Круглое белое блюдо с внушительной горкой спагетти, над которой, как над конусом вулкана, клубится пар… И каракатица в компании со щупальцами кальмаров в густых лиловых чернилах, и винный уксус, и оливковое масло, и тёртый пармезан…
– Зубы чёрно-синие от соуса будут, но не бойтесь, есть специальный отбеливатель – пополощете рот и…
– Как вкусно!
– Хотите розовое вино? Между прочим, из Венето, – гипнотично глянула Вера, – поздний сбор, с виноградника близ виллы Барбаро.
Еле ощутимый укол.
Германтов пил маленькими глотками. Чуть наклонённая голова, а как плавно сопрягалась с контуром шеи линия плеч, как застыли коралловые нити над расщелинкой между пиалами груди… И – чуть в стороне – вазочка с синими гортензиями; скомпоновал портрет и взял в раму.

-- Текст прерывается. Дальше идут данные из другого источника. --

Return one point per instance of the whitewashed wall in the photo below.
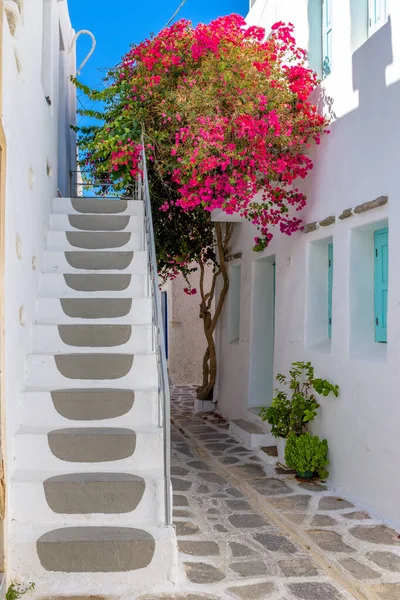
(33, 139)
(187, 342)
(357, 163)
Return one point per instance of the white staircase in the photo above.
(89, 491)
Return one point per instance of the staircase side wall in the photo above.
(31, 127)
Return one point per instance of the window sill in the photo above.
(323, 347)
(371, 352)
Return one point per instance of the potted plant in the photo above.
(292, 414)
(307, 455)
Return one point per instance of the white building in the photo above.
(38, 151)
(350, 330)
(73, 266)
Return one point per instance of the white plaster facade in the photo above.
(186, 339)
(358, 162)
(40, 152)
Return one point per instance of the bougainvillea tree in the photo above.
(226, 120)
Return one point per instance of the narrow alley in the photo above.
(229, 547)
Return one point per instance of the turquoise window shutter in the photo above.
(330, 288)
(381, 280)
(326, 37)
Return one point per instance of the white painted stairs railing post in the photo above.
(88, 510)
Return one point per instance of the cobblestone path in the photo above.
(231, 548)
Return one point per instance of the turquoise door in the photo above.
(330, 288)
(381, 283)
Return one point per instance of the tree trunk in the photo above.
(210, 321)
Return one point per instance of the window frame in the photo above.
(373, 23)
(380, 286)
(327, 37)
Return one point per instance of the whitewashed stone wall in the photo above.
(34, 66)
(358, 162)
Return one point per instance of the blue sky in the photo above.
(119, 23)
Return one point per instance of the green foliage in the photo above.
(307, 453)
(292, 414)
(16, 591)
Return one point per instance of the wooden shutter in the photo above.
(381, 280)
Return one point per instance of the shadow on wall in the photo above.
(336, 171)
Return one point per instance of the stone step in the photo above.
(79, 222)
(250, 434)
(74, 311)
(88, 449)
(63, 408)
(103, 206)
(95, 549)
(56, 285)
(63, 241)
(126, 498)
(61, 339)
(95, 262)
(93, 370)
(88, 550)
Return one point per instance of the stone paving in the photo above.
(248, 531)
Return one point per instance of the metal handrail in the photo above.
(164, 409)
(141, 191)
(78, 187)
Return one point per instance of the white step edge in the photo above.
(49, 310)
(252, 437)
(53, 285)
(41, 369)
(62, 223)
(32, 448)
(47, 340)
(30, 504)
(65, 205)
(56, 262)
(24, 565)
(57, 242)
(38, 410)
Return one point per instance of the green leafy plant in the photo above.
(292, 414)
(16, 591)
(307, 453)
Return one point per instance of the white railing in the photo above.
(141, 191)
(164, 409)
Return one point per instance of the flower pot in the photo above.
(305, 475)
(281, 445)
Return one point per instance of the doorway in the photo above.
(263, 334)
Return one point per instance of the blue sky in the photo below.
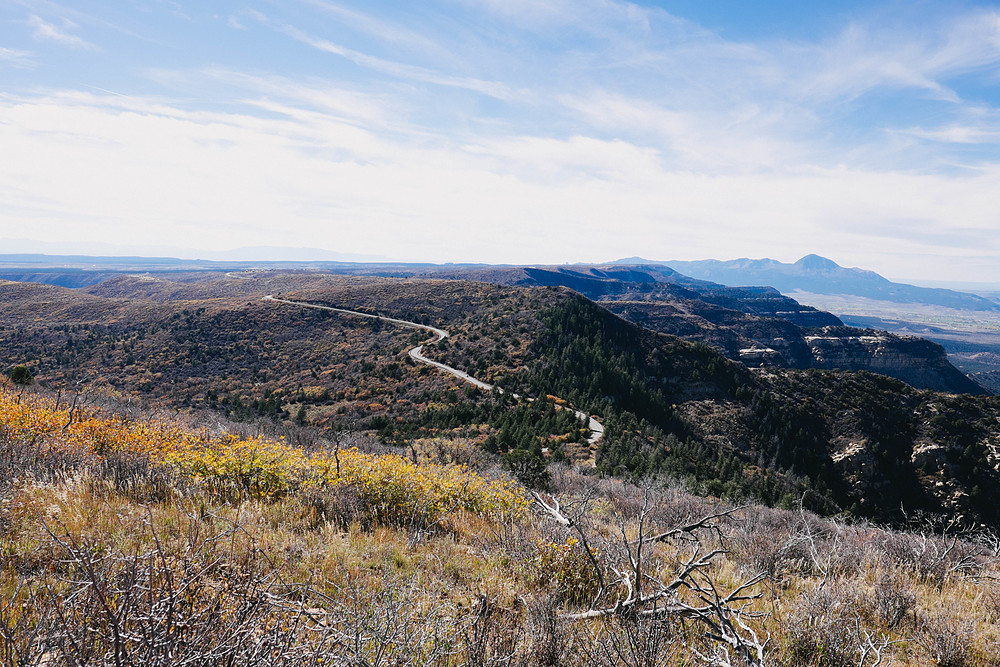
(522, 131)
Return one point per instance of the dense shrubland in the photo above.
(126, 539)
(835, 442)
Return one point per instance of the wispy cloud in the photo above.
(49, 31)
(401, 70)
(16, 58)
(520, 130)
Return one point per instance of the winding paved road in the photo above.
(416, 353)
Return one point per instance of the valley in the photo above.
(424, 444)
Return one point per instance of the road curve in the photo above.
(416, 353)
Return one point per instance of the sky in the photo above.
(507, 131)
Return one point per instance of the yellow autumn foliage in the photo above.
(391, 487)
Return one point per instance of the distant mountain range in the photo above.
(819, 275)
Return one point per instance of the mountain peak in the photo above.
(817, 263)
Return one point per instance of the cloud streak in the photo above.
(44, 30)
(517, 131)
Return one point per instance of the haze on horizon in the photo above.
(509, 131)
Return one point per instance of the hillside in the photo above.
(757, 326)
(819, 275)
(211, 345)
(140, 539)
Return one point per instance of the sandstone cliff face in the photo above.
(918, 362)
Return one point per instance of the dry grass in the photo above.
(122, 545)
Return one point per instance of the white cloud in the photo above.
(45, 30)
(142, 172)
(16, 58)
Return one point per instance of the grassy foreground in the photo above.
(136, 541)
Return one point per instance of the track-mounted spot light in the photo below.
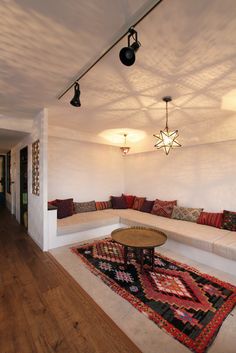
(127, 54)
(75, 101)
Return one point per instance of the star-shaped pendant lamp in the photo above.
(167, 139)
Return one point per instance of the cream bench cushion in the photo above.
(211, 239)
(84, 221)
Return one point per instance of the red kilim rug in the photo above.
(189, 305)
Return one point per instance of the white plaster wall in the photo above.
(199, 176)
(37, 205)
(82, 170)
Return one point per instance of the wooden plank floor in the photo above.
(42, 309)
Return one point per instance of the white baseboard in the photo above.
(204, 257)
(56, 241)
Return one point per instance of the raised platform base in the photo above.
(206, 258)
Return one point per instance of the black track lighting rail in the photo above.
(109, 49)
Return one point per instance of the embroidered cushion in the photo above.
(118, 202)
(52, 203)
(103, 205)
(64, 208)
(229, 220)
(84, 206)
(211, 219)
(163, 208)
(147, 206)
(186, 213)
(129, 200)
(138, 203)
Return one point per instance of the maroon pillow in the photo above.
(118, 202)
(52, 203)
(147, 206)
(129, 200)
(65, 208)
(211, 219)
(163, 208)
(138, 203)
(229, 220)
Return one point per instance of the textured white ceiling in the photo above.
(9, 138)
(188, 52)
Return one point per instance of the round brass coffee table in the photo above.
(140, 238)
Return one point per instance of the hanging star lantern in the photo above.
(167, 139)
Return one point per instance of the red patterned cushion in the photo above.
(103, 205)
(118, 202)
(52, 203)
(147, 206)
(138, 203)
(211, 219)
(163, 208)
(129, 200)
(65, 208)
(229, 220)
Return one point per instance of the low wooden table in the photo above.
(140, 238)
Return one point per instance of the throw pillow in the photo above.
(211, 219)
(64, 208)
(138, 203)
(147, 206)
(129, 200)
(186, 213)
(163, 208)
(81, 207)
(103, 205)
(52, 203)
(118, 202)
(229, 220)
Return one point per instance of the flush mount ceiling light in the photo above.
(167, 139)
(125, 149)
(75, 101)
(127, 54)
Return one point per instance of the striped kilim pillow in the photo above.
(211, 219)
(138, 203)
(103, 205)
(186, 213)
(163, 208)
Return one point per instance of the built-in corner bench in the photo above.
(213, 246)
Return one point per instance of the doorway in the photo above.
(2, 181)
(24, 187)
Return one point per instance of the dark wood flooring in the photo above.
(42, 309)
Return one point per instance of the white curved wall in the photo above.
(199, 176)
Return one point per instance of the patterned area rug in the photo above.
(189, 305)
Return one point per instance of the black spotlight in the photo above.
(127, 54)
(75, 101)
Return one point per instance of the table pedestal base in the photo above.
(141, 255)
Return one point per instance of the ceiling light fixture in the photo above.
(127, 54)
(167, 139)
(134, 46)
(125, 149)
(75, 101)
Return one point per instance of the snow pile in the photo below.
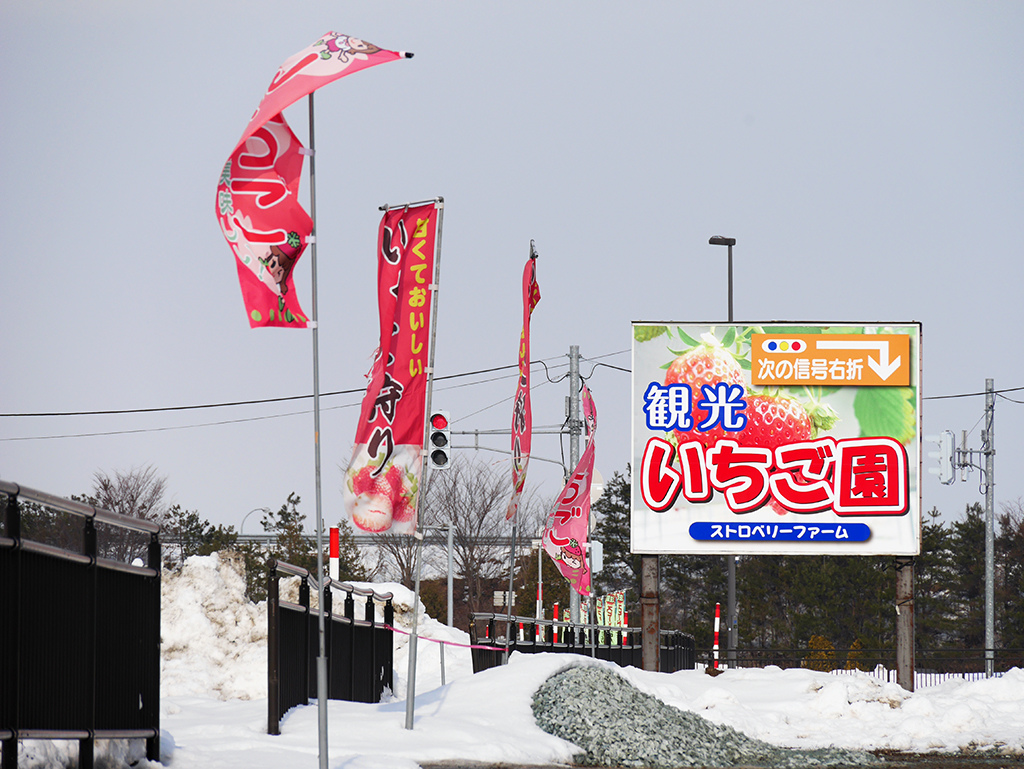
(213, 639)
(214, 710)
(617, 725)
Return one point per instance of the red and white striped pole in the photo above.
(540, 607)
(718, 621)
(335, 553)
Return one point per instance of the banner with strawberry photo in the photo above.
(257, 195)
(778, 438)
(565, 530)
(522, 413)
(381, 490)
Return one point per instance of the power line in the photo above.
(254, 419)
(243, 402)
(973, 394)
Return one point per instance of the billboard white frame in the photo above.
(713, 521)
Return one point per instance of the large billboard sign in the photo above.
(781, 438)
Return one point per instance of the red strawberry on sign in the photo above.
(774, 421)
(708, 364)
(381, 500)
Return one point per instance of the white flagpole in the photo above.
(322, 658)
(425, 467)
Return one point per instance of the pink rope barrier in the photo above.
(437, 640)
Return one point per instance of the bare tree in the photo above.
(474, 497)
(396, 553)
(137, 493)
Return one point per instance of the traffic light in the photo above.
(439, 440)
(944, 456)
(596, 555)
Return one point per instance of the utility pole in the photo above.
(988, 449)
(949, 460)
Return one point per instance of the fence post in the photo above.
(650, 625)
(153, 743)
(370, 614)
(328, 633)
(272, 650)
(904, 623)
(304, 602)
(85, 746)
(12, 668)
(350, 614)
(389, 651)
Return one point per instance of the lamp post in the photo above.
(731, 639)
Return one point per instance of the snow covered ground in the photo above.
(214, 700)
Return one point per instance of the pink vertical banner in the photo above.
(381, 490)
(522, 413)
(566, 529)
(258, 210)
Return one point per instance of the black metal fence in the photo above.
(929, 663)
(79, 633)
(529, 635)
(359, 652)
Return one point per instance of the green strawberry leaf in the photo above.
(886, 411)
(690, 341)
(646, 333)
(792, 330)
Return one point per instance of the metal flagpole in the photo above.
(322, 658)
(574, 429)
(425, 474)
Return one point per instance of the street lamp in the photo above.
(729, 559)
(730, 242)
(254, 510)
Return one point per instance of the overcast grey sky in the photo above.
(866, 156)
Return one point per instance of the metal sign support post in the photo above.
(322, 657)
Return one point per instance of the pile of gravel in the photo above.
(617, 725)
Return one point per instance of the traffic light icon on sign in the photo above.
(439, 440)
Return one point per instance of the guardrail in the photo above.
(359, 652)
(529, 635)
(89, 670)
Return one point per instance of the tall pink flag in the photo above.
(522, 414)
(566, 529)
(381, 490)
(257, 194)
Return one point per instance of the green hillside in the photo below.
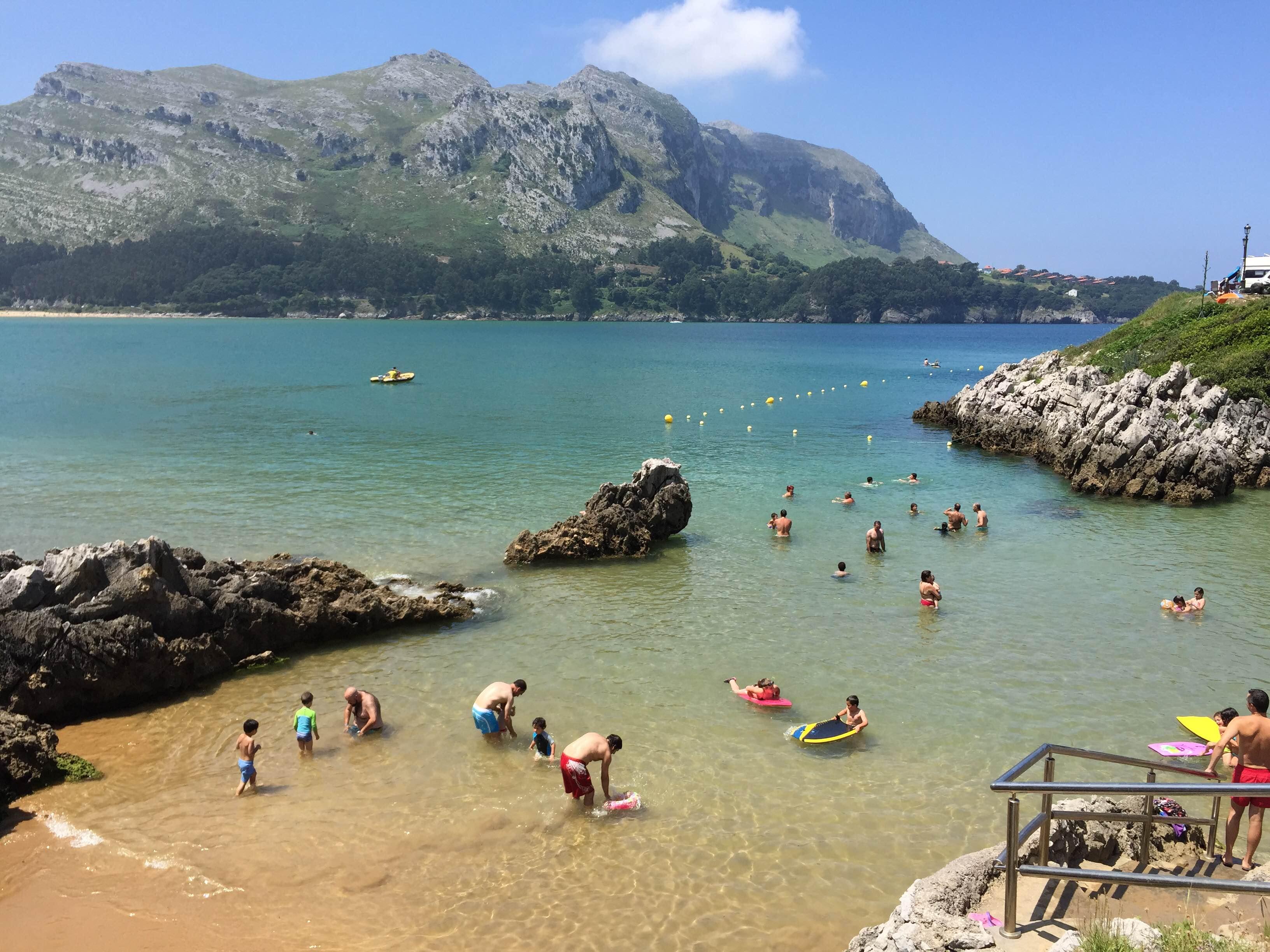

– Мне жаль Головчинера, – вспомнила сердобольная Оксана, скорчив скорбную рожицу, – жарища, а костюм Казановы такой тяжёлый!
– Клин клином вышибается, – сказал безжалостный Германтов, – как-то Сальвадор Дали в непереносимо знойный летний день был приглашён на приём, жена спрашивала, что надеть, чтобы не свариться, и он надел шубу.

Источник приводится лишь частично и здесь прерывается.